For the cathedral of Milan, Leone executed the five bronze figures for the monument of the condottiero Gian Giacomo Medici, brother of Pope Pius IV, in a marble architectural setting that Vasari attributed to a drawing by Michelangelo.

On a commission from Cardinal Granvelle (1516-86), Bishop of Arras, Archbishop of Malines, Viceroy of Naples, and the leading Habsburg minister, Leone cast life-sized half-figures in richly framed ovals, of Charles, Philip and the Cardinal, described by Vasari.[6]

A marble portrait of Giovan Battista Castaldo, at the Church of San Bartolomeo, Nocera Inferiore — a commission mentioned by Vasari who thought it was bronze anddid not know to which monastery it had been sent — was included in the exhibition "Tiziano e il ritratto di corte", Museo di Capodimonte, Naples, 2006.[7]

Leoni's memorial in Milan Cathedral for Gian Giacomo Medici (died 1555).
Leoni's memorial in Milan Cathedral for Gian Giacomo Medici (died 1555).

Leoni's commissions for royal portraiture in Spain were an extension of his Habsburg patronage.
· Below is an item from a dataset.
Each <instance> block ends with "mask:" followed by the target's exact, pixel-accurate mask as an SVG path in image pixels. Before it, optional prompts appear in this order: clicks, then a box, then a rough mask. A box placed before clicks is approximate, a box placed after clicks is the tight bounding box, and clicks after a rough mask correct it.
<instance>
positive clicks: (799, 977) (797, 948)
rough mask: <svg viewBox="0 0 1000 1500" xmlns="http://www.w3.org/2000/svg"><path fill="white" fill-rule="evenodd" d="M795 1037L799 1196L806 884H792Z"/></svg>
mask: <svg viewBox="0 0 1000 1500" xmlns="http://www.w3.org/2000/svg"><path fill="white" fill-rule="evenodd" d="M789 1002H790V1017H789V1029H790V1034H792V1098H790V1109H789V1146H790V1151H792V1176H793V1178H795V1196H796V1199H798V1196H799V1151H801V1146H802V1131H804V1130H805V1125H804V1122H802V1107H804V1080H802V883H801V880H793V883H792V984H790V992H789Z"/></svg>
On his return from Spain, where he executed the series of royal portraits, he brought a purse of 2000 scudi, according to Vasari. He pioneered what became a common Baroque format for a portrait bust; mounted on a pedestal, and truncated at mid-chest, or the bottom of the stomach (often defined by an armoured breast-plate), sweeping up at the sides to just below the shoulders. He also made life-size full-length portrait bronzes, like that of Charles V, which were not intended as funerary effigies, as nearly all previous examples had been.

Leoni was assisted in the monumental bronzes destined for the Escorial by his son Pompeo Leoni (c.1533–1608), who continued the large bronze-casting foundry after his father's death, in a style that is not securely separated from that of his father. Among the assistants to Pompeo was Adriaen de Vries.

Leoni's name remained among the few recognizable landmarks in 16th century sculpture and consequently attracted many attributions during the nineteenth century.[8]

George Sand's Leone Leoni is not based on the sculptor's career.